Battery storage provides a variety of values to the electrical grid, but whether they provide enough value is still a case-by-case decision.
“They are technologically viable. In terms of economics, solar is viable, and storage adds additional value streams,” said Todd Olinsky-Paul, a project director at the Clean Energy Group, a Vermont-based non-profit promoting clean energy. “Whether those additional value streams are monetizable depends on the system’s location, on the local grid and what market the utility is operating in.”
For example, in markets where transmission costs are high or experience congestion, which boosts transmission costs, storage can save money.
Green Mountain Power, Vermont’s largest utility, operates the Stafford Hill microgrid, which includes storage, and Sterling, Mass., installed a 2-megawatt solar array with 3.9 MW battery.
“Both have to pay for capacity and transmission services,” Olinsky-Paul said. “So they can use storage to moderate demand peaks, and that is worth quite a bit of money. Sterling estimates that they are going to save $400,000 a year, which would pay off the project within 7 years, even discounting the grants they received.”

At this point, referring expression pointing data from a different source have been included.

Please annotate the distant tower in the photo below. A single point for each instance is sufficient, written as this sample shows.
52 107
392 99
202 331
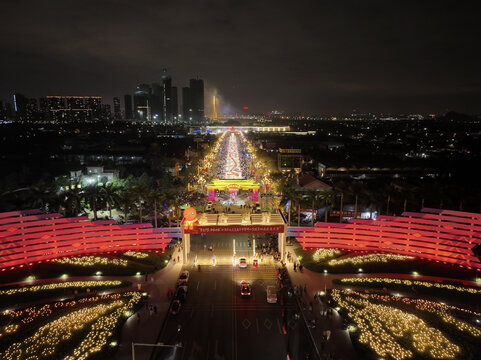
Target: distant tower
215 117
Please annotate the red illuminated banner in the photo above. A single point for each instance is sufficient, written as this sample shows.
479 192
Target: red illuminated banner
344 213
235 229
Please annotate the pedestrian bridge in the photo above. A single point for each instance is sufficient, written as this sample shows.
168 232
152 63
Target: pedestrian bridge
30 236
434 234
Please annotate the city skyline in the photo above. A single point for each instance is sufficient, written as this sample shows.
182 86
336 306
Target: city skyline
308 57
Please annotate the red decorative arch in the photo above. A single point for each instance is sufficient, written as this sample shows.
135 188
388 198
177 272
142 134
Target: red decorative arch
434 234
30 236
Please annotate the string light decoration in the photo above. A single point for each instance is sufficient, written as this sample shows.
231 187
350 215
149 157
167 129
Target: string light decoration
100 320
373 280
324 254
369 258
18 318
136 254
442 310
61 285
90 261
387 330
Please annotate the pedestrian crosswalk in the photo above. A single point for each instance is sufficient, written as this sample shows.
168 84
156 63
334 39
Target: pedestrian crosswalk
221 244
255 274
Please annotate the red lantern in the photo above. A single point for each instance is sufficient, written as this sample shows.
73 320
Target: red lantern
190 214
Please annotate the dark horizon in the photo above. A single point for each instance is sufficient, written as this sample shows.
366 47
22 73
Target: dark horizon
307 57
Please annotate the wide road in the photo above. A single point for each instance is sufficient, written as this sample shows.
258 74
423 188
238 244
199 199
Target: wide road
217 323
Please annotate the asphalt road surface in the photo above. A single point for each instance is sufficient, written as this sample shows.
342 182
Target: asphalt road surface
217 323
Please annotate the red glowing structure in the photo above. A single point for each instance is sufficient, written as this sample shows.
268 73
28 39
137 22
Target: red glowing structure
29 236
434 234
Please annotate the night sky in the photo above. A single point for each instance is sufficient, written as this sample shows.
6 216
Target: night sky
296 56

Green Mountain Power charges its battery with solar or with cheap grid power overnight. During last summer’s annual demand peak, the utility saved $200,000 by running the system for two hours, Olinsky-Paul said.
Another potential saving storage can provide is in avoiding the need to add peaking plants, used to meet maximum peak loads. “If a utility’s options are to buy solar plus storage or a gas peaking plant that is used only a few hours a year, it may be cheaper to go with solar plus storage,” Lazar said.

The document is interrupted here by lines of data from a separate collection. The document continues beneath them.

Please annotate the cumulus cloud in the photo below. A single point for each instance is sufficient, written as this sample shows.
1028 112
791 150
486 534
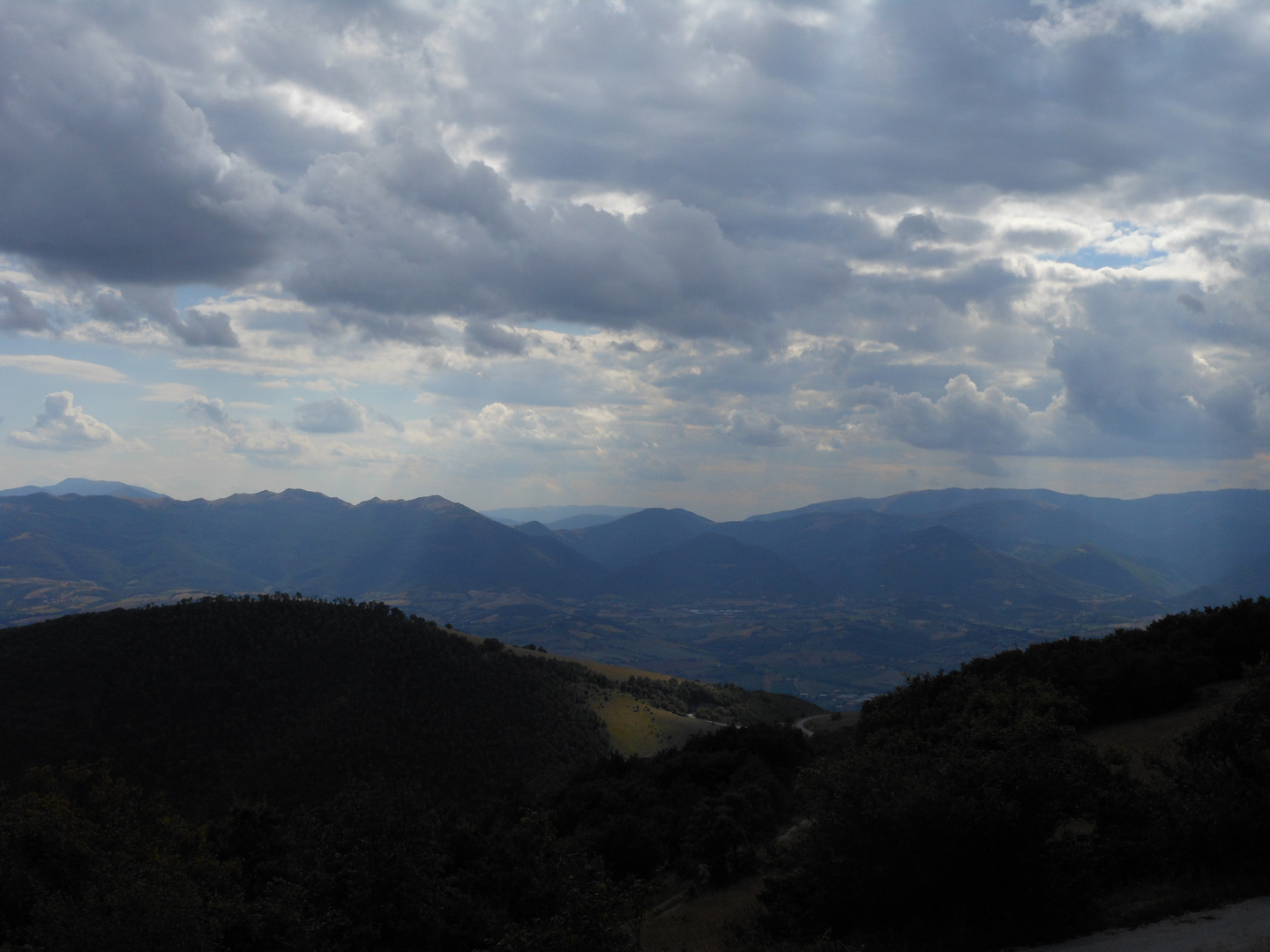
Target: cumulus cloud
987 228
108 170
18 312
982 421
64 427
135 306
207 410
757 429
334 415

Arizona Public Service (APS) is adding utility-scale batteries in the small town of Pumpkin Center, population 600. It was a cheaper solution to the problem of hitting local grid capacity than upgrading 20 miles of lines to the town through difficult terrain.
APS’s decision raises a broader question of whether storage can ultimately make the grid leaner and more efficient.
“The grid hasn’t changed since it was built,” Olinsky-Paul said. “Historically, demand and supply have had to balance out every moment, in real time, and we’ve done that by ramping generators up and down. We don’t store electricity or at least didn’t have a way to do it until recently. So the entire grid has been built to meet occasional peaks, meaning there is a large portion of the grid structure that sits idle most of the time, and this is wasted capacity. Storage allows you to smooth out the peakiness of intermittent generators, like wind and solar, while meeting demand spikes without the need to ramp up gas peaker plants. One big contribution of storage, we think, will be in reducing wasted grid capacity over time.”